Quels jeux et instruments de pouvoir existent dans nos sociétés? Jusqu’à quel point un système exercerait-il sur nous un contrôle déterminant nos actions ? Vers où les abus d’un tel système nous mèneraient-ils? Par le biais de la fiction, nous sommes parfois amenés à envisager le pire des futurs possibles, dans le but de ne jamais avoir à le croiser. Même s’il est imaginé comme nous étant destiné. De Foucault à Deleuze en passant par Burroughs, d’Orwell à Garfinkel, ou en évoquant Bye Bye Belgium, Frédéric Claisse analyse la philosophie du contrôle pour se pencher sur l’influence des récits de fiction catastrophistes sur notre manière d’appréhender le monde. Ces récits tissent un mode de connaissance particulier, ont des vertus analytiques du réel et constituent donc un objet à envisager avec sérieux. Ces anti-utopies, il les nomme les futurs antérieurs.

Frédéric Claisse, sociologue et politologue au Département de science politique de l’Université de Liège, vient de défendre une thèse de doctorat consacrée à des œuvres contemporaines et des récits de fiction. Leur point commun ? En grossissant les traits de notre présent pour imaginer un futur dystopique plausible, ces œuvres poussent le destinataire à remettre en question les dérives de son environnement social et politique. Elles ont ainsi pour vocation de présenter un monde horrible et menaçant pour le désamorcer, pour qu’il n’ait pas lieu. Les dystopies peuvent être vues comme des « détours par le futur pour parler du présent. » Tout au long de cette recherche, le récit devient un objet autant qu’un « analyseur » du politique. Et il s’articule autour de la question du pouvoir. Le pouvoir du récit, et le pouvoir comme récit. 

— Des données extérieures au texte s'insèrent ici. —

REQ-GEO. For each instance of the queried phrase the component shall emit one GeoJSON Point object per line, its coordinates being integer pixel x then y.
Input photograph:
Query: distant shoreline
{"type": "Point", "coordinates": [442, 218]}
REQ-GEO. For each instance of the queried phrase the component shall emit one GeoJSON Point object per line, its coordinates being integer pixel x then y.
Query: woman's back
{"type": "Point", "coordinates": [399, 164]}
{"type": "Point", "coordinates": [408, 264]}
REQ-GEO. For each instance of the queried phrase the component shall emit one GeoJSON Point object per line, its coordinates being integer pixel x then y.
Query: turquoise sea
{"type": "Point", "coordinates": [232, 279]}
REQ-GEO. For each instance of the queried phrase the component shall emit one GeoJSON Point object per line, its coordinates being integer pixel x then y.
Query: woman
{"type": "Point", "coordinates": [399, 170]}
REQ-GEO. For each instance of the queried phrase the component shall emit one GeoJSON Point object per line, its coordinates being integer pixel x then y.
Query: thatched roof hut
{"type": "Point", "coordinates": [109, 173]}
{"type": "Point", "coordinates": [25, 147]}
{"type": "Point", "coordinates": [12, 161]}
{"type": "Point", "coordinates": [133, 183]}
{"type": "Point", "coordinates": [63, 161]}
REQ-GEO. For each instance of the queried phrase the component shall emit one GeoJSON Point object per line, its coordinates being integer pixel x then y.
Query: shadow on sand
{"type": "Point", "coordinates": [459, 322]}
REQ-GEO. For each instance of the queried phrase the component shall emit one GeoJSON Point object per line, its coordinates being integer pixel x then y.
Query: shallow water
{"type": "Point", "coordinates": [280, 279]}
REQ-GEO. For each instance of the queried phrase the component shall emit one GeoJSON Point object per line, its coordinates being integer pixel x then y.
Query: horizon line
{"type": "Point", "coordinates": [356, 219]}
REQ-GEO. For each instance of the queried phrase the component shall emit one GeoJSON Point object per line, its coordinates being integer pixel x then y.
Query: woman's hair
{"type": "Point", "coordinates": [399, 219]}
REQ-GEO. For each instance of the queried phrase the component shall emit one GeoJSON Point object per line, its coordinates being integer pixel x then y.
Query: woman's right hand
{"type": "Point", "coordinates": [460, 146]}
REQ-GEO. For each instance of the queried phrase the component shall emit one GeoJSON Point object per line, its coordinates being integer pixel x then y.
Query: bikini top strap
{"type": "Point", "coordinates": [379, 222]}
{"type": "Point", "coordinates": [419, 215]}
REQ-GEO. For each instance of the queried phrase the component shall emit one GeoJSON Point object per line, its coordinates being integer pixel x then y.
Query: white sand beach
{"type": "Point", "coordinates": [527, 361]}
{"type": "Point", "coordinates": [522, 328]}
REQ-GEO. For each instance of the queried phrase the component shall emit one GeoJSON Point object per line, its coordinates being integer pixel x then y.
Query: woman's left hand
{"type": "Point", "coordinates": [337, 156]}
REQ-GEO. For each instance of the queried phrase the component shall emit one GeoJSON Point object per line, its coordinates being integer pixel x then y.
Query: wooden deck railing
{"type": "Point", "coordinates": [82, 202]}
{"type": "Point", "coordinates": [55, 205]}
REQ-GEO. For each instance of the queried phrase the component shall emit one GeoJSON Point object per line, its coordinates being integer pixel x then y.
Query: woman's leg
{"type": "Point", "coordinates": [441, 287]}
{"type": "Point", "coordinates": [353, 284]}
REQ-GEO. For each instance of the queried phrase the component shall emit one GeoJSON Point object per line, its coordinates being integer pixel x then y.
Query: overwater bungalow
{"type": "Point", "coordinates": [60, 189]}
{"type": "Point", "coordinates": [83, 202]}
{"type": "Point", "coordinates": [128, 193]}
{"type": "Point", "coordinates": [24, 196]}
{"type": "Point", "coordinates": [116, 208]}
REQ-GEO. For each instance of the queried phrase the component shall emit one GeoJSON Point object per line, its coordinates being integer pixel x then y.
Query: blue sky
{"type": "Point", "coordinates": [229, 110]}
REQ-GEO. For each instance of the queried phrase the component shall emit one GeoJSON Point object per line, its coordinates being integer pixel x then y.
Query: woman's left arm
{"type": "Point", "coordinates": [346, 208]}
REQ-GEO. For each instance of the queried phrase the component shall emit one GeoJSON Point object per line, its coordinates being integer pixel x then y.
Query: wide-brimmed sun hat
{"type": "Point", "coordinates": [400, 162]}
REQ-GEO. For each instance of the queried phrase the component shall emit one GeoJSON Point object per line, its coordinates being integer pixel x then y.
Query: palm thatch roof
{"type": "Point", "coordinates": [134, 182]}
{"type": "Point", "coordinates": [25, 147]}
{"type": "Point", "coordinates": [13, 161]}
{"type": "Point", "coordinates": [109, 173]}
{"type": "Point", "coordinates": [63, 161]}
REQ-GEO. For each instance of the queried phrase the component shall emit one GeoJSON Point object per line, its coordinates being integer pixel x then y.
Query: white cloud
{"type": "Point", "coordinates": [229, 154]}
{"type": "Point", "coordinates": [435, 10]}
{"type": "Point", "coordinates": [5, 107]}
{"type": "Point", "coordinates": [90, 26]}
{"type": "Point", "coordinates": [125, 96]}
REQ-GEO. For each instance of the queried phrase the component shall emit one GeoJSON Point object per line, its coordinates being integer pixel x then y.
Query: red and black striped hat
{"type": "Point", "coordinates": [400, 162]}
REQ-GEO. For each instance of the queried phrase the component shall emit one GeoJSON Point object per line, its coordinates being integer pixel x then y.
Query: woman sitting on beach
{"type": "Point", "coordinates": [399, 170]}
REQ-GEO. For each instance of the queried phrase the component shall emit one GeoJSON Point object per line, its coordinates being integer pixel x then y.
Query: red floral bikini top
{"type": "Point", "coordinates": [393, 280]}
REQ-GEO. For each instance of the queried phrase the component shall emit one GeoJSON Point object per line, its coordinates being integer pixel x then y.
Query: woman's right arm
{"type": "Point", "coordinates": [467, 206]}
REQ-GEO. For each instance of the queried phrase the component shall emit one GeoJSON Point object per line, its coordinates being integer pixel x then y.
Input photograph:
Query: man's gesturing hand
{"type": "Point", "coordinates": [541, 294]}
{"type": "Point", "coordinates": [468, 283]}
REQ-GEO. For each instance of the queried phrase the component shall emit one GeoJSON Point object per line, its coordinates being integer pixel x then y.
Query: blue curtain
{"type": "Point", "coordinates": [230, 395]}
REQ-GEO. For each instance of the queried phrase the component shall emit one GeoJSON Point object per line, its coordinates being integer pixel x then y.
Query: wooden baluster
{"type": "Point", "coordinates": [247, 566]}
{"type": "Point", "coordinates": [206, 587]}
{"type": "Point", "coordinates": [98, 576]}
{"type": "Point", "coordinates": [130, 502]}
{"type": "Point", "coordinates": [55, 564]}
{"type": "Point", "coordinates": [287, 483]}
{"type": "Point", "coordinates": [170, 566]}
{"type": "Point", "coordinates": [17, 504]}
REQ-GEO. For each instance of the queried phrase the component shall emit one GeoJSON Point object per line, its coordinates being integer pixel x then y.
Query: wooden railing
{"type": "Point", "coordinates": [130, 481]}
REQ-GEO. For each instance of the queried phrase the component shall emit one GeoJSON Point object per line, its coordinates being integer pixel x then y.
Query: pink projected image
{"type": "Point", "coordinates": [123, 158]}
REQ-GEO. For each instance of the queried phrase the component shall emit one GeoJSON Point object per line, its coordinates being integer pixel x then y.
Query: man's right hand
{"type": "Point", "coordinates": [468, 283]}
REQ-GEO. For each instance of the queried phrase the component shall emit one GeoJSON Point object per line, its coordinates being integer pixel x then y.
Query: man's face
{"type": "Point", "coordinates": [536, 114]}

Deux articulations entre pouvoir et récit

A la suite d’Yves Citton, Frédéric Claisse adopte une approche narrative du pouvoir en utilisant par la métaphore les codes du récit. Le chercheur articule les termes de deux manières. D’abord, le pouvoir du récit, qui justifie l’importance de l’investissement de la fiction. En tant que mode de connaissance, le récit permet d’analyser le politique, et de mobiliser le lecteur, d’influer sur son comportement, processus qui fonctionne pour l’utilisation de récits du futur antérieur (voir le point « futur antérieur, ou un demain au passé »). Ensuite, le pouvoir comme récit. « Si « agir sur les actions possibles de quelqu’un », ou amener cette personne à faire quelque chose qu’elle n’aurait pas faite sans notre intervention suffit à caractériser une relation de pouvoir, elle suffit aussi, dit Citton, à caractétriser un récit au sens minimal, écrit le chercheur. Contrôler, mettre en intrigue ou scénariser l’action de quelqu’un deviennent dès lors quasi synonymes : il s’agit de faire adopter une autre ligne narrative à cette personne, de construire pour elle un monde et de l’amener à l’habiter. » (1) C’est donc imaginer pour un individu l’ensemble de ses possibles trajectoires de vies et l’y contraindre. C’est le pouvoir comme récit, comme scénarisation. Mais pour sortir de ce contrôle total, immanent, il est possible de développer des contre-récits. La suite de cet article présentera ce que sont pour Frédéric Claisse le futur antérieur et le simulacre, deux types de contre-récits qui passent par la fiction pour proposer un nouveau point de vue sur le monde qui nous entoure. récit

Futur antérieur, ou un demain au passé

Le futur antérieur est une fiction d’anticipation qui, par la métalepse, fait glisser le lecteur dans un autre degré de récit, dans une autre narration que celle du monde dans lequel il vit. Il pourrait être défini comme une dystopie, un « catastrophisme éclairé » (selon l’expression du philosophe français Jean-Pierre Dupuy) qui envisage le pire pour le repousser et l’empêcher de se réaliser. « Ces fictions fonctionnent à deux niveaux, explique le chercheur. Elles fonctionnent à la fois comme fiction, mais également comme simulation, comme représentation du monde réel, même s’il s’agit d’un monde à venir. » Si on ne lui présente pas ces mondes avec un minimum d’effets de réel, le lecteur ne peut pas rationnellement les ramener à ses expériences propres. Pour que ces fictions aient un écho auprès du destinataire, il faut donc qu’il puisse s’y immerger. « C’est l’immersion qui effraie. C’est en se plongeant dans l’histoire que le lecteur a peur de ne pas savoir s’en sortir. C’est là toute la force de la fiction. »

(1) Frédéric Claisse, Simulacres et Futurs Antérieurs, Contribution à une approche narrative du politique, doctoral dissertation, p. 62, June 2012.